RT and Sputnik published 138 separate and contradictory narratives about the Skripal poisoning in 735 articles in the four weeks following the incident, incorporating the views of a “parallel commentariat” and amplifying Russian government sources.
The second tool is called “projecting Russian strength”: articles are pushed by RT and Sputnik that allege “western military weakness” alongside “Russian military strength”, which Ramsay and Robertshaw called “Heads we win, tails you lose.”
The third and final tool is: “Division and dysfunction”, these are narratives that highlight political and institutional failures, exacerbate and create social divisions and very often highlight the threat of immigration. Using a forensic approach to their study, the authors discovered that news organizations in the UK republish content from RT and Sputnik and then conveniently, the Kremlin media again republish the same content. There’s a good chance that the Russian media that you consume in English, is most likely from the Kremlin’s factory of lies.

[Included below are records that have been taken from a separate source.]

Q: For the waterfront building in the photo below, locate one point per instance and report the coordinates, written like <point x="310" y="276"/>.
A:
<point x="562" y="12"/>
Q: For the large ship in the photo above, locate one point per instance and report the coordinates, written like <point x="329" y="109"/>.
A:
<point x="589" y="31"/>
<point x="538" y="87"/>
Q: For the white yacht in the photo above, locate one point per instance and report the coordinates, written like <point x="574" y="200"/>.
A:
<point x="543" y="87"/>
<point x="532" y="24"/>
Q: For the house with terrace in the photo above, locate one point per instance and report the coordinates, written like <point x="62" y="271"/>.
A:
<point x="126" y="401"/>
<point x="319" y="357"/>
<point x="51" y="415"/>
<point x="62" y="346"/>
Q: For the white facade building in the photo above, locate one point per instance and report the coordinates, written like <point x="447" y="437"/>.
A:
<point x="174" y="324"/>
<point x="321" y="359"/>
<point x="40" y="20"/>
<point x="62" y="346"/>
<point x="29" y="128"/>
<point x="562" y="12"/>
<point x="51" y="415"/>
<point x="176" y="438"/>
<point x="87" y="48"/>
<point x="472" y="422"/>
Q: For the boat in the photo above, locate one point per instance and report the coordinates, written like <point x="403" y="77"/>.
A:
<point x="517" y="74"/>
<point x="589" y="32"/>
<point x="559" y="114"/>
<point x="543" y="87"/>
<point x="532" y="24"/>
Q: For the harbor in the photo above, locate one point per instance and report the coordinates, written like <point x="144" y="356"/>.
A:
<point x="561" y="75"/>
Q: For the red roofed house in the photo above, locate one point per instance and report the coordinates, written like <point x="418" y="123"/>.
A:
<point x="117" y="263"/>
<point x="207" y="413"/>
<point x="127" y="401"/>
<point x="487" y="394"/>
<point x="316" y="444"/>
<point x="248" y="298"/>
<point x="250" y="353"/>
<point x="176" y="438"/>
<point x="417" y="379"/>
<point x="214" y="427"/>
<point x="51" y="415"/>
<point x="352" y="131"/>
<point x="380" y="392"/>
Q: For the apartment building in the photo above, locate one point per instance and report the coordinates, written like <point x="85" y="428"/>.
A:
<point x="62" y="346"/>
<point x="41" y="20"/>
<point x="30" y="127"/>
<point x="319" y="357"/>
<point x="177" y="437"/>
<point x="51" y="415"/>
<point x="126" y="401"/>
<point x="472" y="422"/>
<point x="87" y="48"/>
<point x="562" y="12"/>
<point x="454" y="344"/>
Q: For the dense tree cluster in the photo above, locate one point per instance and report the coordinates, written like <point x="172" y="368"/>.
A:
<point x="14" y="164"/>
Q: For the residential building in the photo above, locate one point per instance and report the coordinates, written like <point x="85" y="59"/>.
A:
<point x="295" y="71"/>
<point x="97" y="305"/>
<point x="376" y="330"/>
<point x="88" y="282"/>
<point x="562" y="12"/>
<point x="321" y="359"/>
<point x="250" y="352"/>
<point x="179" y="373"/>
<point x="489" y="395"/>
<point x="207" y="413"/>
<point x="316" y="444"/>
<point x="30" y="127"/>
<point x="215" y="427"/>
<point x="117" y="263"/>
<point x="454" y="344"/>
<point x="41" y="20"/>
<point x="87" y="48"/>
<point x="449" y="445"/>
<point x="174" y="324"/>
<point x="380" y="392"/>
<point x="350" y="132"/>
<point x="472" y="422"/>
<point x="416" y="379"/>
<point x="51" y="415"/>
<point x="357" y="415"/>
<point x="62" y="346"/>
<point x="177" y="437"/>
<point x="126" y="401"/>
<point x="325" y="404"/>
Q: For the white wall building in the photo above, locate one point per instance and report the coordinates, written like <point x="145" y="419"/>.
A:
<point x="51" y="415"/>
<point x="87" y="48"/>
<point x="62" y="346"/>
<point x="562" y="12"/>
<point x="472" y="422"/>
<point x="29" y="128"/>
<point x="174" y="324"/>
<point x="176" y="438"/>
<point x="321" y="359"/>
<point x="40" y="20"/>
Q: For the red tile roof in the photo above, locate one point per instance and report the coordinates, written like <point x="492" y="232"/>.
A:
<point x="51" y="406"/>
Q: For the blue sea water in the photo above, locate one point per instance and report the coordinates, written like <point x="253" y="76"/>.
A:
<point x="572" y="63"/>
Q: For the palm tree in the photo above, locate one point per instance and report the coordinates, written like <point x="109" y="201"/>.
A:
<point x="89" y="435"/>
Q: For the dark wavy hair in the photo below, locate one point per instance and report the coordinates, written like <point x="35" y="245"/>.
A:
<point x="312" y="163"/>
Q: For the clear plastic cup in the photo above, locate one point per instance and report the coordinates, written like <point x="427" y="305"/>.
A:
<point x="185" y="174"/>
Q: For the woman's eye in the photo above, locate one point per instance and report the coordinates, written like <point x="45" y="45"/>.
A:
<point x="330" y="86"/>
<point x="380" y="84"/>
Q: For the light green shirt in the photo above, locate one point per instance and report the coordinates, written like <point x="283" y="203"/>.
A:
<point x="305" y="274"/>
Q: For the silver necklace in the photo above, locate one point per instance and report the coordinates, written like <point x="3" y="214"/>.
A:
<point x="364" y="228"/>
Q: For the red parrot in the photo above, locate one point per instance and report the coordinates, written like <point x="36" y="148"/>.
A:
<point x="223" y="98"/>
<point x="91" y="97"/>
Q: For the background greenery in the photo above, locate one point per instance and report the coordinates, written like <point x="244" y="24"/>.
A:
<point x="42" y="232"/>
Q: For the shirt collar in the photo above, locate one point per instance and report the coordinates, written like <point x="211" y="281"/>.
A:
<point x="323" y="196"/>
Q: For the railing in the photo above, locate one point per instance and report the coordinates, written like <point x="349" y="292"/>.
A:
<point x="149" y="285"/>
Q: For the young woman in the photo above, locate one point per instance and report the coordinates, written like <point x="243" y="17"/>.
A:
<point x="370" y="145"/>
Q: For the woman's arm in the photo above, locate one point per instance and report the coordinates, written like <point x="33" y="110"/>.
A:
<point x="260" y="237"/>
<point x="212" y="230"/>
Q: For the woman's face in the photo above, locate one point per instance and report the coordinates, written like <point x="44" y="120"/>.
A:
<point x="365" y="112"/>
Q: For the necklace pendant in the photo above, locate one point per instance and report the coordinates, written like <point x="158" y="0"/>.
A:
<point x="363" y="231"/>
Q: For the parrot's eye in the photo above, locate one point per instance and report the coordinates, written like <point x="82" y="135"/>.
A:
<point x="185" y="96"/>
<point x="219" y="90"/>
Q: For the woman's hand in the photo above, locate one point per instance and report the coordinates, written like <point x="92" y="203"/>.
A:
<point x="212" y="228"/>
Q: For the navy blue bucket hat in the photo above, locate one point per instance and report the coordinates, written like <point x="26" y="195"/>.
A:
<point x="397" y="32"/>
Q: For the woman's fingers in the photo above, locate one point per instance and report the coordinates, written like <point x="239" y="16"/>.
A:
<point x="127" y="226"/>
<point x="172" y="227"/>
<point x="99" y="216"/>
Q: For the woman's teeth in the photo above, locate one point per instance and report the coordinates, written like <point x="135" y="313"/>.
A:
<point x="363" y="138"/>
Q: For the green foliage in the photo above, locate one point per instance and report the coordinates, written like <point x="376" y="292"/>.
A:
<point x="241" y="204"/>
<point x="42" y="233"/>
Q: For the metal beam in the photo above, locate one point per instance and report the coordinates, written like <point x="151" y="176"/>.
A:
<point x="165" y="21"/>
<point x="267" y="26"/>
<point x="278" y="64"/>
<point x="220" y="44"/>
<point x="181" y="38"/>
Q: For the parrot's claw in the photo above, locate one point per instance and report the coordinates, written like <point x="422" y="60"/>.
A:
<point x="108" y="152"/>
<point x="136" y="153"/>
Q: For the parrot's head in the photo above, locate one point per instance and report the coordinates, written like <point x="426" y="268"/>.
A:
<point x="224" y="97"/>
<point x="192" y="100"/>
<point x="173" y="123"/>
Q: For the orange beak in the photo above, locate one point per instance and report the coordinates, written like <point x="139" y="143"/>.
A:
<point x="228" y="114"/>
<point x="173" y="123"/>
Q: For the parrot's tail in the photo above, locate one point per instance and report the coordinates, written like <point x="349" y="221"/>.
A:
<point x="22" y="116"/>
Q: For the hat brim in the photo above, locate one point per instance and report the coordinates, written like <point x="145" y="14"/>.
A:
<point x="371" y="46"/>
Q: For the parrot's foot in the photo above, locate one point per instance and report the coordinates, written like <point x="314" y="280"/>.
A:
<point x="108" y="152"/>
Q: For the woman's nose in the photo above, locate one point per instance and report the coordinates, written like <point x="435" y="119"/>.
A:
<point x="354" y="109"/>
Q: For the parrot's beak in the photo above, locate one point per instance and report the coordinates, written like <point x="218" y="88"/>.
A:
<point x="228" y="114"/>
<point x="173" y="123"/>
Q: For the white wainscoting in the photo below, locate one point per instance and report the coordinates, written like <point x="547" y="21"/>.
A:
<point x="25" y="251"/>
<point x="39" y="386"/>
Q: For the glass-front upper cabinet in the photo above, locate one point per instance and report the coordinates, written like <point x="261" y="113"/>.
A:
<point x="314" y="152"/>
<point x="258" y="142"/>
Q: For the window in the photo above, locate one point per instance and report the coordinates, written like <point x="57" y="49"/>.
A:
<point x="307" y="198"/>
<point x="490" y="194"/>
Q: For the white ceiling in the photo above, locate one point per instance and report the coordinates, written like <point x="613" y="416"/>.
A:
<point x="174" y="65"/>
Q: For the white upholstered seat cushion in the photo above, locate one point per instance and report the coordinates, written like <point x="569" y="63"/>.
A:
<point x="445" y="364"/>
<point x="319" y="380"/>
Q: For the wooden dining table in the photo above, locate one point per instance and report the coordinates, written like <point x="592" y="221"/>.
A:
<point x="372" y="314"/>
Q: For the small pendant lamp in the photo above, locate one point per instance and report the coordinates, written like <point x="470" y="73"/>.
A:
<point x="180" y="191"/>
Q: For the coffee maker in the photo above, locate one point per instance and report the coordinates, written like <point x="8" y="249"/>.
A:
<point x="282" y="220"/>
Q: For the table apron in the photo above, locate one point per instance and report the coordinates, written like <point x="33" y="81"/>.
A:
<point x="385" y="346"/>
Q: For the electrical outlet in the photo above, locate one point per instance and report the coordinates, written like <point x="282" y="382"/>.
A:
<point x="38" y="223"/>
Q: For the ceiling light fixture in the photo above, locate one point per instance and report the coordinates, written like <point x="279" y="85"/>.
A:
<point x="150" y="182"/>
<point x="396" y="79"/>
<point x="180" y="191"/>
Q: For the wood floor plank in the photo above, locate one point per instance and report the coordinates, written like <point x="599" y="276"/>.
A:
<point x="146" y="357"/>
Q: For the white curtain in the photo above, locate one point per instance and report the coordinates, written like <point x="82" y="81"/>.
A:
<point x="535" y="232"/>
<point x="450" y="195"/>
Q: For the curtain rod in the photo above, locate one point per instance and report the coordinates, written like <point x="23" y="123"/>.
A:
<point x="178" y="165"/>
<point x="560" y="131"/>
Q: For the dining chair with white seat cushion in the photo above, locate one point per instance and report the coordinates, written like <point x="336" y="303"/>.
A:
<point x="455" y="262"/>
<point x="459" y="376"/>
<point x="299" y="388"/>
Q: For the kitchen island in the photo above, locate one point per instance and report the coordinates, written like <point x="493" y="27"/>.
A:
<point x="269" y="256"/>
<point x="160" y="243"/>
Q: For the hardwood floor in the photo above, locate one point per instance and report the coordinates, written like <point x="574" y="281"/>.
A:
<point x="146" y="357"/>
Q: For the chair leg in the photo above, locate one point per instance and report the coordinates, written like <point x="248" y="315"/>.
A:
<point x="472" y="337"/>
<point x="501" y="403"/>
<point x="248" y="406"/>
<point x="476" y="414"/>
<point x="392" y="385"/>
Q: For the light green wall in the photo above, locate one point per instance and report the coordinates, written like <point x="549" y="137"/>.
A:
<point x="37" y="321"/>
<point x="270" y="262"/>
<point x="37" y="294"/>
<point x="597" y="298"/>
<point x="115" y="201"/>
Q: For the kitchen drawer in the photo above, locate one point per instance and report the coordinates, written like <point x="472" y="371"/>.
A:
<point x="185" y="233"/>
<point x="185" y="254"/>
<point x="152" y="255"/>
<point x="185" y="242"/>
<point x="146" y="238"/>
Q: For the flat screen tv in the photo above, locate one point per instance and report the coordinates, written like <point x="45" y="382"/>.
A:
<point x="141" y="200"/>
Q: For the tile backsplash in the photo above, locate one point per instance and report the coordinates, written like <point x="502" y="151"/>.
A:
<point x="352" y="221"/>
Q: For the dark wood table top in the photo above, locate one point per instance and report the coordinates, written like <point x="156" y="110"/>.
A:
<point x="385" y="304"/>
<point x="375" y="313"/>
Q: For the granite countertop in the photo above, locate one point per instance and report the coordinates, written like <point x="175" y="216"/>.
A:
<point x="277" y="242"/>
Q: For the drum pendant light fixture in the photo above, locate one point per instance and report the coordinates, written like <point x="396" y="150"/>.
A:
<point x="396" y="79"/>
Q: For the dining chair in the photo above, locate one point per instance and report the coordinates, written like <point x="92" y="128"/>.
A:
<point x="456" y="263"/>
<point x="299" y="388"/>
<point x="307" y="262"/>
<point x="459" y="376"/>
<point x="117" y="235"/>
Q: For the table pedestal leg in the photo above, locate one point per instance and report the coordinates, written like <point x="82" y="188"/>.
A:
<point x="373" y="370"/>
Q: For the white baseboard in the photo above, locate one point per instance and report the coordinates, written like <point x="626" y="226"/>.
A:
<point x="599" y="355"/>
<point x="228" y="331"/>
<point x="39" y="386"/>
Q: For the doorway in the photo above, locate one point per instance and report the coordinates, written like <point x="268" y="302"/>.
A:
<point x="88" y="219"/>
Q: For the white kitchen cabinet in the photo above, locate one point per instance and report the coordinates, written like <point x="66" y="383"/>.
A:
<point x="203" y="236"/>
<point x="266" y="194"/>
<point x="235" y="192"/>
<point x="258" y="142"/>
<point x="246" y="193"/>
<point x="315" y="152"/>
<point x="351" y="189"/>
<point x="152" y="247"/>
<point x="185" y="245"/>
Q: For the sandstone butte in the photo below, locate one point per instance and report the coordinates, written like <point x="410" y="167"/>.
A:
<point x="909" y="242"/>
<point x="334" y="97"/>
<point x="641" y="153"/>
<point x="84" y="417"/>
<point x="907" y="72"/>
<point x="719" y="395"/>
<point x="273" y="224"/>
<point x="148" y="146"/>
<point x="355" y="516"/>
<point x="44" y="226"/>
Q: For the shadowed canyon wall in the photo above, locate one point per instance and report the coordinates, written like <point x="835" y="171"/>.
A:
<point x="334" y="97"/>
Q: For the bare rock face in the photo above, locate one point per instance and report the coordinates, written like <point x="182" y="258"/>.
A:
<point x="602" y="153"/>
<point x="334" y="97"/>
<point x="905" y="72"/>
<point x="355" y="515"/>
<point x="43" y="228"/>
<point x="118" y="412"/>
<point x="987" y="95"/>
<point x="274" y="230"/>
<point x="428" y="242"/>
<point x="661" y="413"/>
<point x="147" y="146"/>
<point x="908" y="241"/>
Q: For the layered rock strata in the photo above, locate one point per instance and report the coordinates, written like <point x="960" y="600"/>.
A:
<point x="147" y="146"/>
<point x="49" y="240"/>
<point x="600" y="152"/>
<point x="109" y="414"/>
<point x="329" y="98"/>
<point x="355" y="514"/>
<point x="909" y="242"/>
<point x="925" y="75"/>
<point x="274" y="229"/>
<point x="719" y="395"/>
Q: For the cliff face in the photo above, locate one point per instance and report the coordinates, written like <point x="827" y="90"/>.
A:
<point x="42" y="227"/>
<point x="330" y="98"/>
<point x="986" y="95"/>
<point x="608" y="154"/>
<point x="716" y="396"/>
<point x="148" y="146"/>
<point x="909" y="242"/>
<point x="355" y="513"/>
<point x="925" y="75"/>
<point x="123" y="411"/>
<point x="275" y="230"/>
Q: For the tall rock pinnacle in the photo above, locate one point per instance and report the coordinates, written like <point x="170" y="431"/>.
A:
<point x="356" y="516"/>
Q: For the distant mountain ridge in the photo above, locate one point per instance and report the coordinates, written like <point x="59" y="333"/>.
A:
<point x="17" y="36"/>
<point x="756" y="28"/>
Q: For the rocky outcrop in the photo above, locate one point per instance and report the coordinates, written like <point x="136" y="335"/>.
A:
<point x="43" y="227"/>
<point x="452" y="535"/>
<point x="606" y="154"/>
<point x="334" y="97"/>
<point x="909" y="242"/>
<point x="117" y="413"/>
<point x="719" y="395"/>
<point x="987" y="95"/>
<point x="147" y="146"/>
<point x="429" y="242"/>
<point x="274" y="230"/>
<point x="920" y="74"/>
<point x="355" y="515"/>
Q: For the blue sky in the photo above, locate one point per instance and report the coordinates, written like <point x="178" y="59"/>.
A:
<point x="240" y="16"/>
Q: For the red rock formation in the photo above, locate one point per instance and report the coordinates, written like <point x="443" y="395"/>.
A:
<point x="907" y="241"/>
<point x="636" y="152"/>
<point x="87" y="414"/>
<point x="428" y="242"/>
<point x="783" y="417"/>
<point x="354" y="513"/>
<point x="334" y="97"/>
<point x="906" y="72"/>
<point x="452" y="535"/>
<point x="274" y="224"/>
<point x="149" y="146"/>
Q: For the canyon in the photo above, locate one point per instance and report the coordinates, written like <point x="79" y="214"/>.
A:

Weaponising news: RT, Sputnik and targeted disinformation is the first comprehensive study of how RT and Sputnik sow confusion and division in the UK and beyond. It is based on an analysis of nearly 12,000 articles published in English by the two outlets and over 150,000 online articles by UK news outlets. The articles were collected between May and June 2017, and in March 2018, in the immediate aftermath of the Skripal poisoning.